Eksikler çok fazla, işi takip yok!
( THOM ) Projesi ölü doğmuş bir projedir ” ! “
Defnedelim gitsin!!!
**********
Not : ” Antrenörlük ve Yeterlilik Belgelerine Dikkat! ” Başlıklı köşe yazımın ardından olumlu ve olumsuz tepkiler aldım… ” Dernekler Müdürlüğünün İzni ile kurulan ” spor federasyonlarının içerisinde İşini hakkıyla yapanlarda var… Örneğin, Dentokan Federasyonunun Başkanı ve Kurucusu A.Şafak Yüksel, federasyona bağlı kulüpler ve salonlarda bulunan öğrenci ve antrenörleri ile tek tek ilgilenen, haftanın belirli günleri, Türkiye’nin çeşitli illerinde ki kulüp ve salonlarında bizatihi eğitimler veren, her sene yurt dışında çeşitli ülkelerden seminerler vermesi için davet edilen bir isim.

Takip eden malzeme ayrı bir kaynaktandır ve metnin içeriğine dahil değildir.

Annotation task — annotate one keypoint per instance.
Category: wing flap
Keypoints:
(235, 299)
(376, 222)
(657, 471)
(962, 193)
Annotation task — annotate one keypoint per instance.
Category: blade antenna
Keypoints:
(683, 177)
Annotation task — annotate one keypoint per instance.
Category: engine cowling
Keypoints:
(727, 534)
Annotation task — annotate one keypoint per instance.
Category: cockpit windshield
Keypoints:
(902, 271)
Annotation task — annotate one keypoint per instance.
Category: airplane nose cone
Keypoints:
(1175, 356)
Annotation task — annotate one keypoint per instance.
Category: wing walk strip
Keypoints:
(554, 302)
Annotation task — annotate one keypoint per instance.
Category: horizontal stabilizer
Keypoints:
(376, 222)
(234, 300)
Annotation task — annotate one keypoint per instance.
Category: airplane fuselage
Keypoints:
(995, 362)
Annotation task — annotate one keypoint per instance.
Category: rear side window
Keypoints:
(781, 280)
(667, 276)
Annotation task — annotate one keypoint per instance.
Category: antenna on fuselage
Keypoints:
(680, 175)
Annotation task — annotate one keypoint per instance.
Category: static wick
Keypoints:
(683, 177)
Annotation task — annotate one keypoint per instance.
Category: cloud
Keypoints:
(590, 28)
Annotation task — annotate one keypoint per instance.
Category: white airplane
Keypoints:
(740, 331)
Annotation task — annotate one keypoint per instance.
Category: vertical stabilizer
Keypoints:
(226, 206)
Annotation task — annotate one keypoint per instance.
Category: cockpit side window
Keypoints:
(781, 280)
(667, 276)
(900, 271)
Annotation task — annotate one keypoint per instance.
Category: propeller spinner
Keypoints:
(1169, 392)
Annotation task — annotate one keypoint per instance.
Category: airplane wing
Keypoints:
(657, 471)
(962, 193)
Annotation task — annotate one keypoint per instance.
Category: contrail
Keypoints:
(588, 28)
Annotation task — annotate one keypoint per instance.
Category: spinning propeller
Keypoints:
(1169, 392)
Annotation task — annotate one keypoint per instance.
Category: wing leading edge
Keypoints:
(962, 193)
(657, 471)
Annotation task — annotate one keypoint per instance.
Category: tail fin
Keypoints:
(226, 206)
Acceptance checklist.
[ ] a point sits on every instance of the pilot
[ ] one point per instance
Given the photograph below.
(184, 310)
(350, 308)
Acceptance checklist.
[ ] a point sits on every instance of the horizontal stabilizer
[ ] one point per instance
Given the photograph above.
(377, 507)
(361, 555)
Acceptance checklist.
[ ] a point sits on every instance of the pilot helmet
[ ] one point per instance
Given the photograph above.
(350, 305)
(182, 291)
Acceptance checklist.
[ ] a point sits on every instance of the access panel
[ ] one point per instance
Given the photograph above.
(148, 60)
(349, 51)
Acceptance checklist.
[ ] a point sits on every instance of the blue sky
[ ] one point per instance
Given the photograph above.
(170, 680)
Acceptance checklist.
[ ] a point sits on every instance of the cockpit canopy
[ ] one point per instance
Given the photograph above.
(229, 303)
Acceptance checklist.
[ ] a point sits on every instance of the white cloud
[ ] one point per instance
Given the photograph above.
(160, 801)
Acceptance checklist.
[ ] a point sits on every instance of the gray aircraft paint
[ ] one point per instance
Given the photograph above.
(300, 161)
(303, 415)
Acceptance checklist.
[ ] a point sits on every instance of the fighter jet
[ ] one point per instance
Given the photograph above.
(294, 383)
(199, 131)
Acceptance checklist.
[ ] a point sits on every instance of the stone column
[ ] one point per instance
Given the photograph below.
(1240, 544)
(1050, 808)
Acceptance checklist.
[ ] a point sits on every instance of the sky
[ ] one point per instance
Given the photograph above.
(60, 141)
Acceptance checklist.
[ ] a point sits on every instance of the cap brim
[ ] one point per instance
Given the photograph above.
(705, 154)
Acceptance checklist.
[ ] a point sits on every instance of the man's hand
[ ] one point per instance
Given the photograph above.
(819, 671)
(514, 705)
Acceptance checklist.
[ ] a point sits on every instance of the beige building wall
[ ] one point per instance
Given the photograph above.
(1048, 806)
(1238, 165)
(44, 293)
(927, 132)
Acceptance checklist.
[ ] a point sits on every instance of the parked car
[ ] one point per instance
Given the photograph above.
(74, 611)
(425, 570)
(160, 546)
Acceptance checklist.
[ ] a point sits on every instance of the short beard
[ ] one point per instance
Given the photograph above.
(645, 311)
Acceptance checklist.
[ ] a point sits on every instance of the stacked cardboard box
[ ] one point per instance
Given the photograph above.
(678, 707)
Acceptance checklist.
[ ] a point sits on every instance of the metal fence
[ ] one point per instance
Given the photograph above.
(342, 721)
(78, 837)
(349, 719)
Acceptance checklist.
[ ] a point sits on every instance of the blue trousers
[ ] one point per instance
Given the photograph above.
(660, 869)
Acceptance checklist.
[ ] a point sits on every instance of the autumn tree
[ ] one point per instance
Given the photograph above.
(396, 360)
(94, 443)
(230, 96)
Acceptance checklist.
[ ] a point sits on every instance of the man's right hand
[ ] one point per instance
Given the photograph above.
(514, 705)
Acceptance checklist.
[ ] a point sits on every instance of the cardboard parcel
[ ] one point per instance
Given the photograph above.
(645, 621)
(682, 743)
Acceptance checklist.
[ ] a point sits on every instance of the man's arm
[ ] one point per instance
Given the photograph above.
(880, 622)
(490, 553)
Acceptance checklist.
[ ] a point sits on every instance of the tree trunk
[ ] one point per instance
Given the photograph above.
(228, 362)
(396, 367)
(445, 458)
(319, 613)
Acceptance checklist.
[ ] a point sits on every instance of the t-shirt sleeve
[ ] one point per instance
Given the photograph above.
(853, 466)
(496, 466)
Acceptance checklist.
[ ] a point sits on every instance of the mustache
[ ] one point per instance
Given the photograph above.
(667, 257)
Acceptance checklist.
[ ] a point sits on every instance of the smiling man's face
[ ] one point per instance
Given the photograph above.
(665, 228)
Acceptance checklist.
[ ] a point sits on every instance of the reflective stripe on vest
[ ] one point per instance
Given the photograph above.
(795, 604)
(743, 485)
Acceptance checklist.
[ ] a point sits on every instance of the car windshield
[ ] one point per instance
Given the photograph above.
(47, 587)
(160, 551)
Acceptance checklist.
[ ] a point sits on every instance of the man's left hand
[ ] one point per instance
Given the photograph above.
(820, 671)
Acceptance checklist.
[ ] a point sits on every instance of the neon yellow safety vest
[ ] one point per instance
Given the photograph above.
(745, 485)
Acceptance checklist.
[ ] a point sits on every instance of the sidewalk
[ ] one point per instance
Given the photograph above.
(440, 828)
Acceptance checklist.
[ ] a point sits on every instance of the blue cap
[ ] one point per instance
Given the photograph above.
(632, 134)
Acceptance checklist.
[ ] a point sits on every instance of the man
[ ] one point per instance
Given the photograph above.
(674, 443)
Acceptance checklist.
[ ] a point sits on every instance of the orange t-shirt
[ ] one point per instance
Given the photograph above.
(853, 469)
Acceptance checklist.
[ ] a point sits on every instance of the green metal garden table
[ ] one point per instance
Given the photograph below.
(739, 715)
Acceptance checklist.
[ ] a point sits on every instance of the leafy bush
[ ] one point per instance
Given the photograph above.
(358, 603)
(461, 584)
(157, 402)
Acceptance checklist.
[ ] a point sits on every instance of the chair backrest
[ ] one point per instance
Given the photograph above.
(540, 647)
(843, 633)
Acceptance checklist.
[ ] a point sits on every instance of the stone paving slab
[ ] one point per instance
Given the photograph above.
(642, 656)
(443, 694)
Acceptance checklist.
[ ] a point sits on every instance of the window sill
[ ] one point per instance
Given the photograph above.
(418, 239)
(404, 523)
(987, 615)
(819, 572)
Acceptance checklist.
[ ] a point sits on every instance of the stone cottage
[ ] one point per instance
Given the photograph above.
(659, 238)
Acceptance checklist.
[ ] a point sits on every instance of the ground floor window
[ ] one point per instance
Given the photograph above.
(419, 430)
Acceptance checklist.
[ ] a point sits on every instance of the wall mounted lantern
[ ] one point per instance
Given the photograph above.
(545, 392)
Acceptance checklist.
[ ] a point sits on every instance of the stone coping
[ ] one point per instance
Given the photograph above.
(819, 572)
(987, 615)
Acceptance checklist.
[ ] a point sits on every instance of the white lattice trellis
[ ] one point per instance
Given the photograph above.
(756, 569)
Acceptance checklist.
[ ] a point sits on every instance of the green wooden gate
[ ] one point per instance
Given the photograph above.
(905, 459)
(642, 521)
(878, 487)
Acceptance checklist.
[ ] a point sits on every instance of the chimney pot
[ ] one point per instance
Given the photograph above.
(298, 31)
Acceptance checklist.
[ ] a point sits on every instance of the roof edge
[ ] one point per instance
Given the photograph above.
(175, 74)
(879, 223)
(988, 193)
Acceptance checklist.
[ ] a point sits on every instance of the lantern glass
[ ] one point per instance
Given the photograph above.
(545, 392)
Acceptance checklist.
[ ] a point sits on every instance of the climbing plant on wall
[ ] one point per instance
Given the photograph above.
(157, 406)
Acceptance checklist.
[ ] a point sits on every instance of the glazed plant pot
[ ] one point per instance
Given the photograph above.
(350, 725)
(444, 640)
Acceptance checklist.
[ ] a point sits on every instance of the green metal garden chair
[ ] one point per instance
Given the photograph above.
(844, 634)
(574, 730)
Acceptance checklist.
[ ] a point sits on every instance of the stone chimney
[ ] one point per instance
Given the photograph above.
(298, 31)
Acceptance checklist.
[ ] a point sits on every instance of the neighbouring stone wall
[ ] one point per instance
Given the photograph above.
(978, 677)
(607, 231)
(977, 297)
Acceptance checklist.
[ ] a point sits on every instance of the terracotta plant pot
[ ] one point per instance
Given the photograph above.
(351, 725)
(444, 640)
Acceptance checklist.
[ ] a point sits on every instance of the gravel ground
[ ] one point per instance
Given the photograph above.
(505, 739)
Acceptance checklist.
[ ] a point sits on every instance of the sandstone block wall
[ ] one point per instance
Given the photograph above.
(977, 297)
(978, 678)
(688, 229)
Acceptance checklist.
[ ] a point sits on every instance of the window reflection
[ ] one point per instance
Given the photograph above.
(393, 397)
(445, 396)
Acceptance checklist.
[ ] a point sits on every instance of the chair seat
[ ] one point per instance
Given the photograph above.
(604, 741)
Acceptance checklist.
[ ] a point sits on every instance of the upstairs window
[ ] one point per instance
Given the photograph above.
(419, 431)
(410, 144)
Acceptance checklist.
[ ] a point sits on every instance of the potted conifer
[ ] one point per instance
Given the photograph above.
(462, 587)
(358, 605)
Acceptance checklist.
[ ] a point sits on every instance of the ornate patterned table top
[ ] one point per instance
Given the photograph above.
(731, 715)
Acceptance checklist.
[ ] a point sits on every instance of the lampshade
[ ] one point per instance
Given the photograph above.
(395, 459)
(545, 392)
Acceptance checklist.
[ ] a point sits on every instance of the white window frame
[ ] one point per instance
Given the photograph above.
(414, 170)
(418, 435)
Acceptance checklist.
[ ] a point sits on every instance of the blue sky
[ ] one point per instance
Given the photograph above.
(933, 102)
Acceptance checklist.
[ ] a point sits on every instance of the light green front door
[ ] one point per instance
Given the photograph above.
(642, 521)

Aynı statüde kurulan ve başarıyla yollarına devam eden, verdikleri diploma ve yeterlilik belgelerinde şaibe aranmayacak spor federasyonlarını da bir kez daha tenzih ediyor, yine de Spor Genel Müdürlüğünün, dernekler müdürlüğünce kurulmasına izin verilen federasyonları denetime tabi tutmaları gerektiği düşüncemi savunuyorum.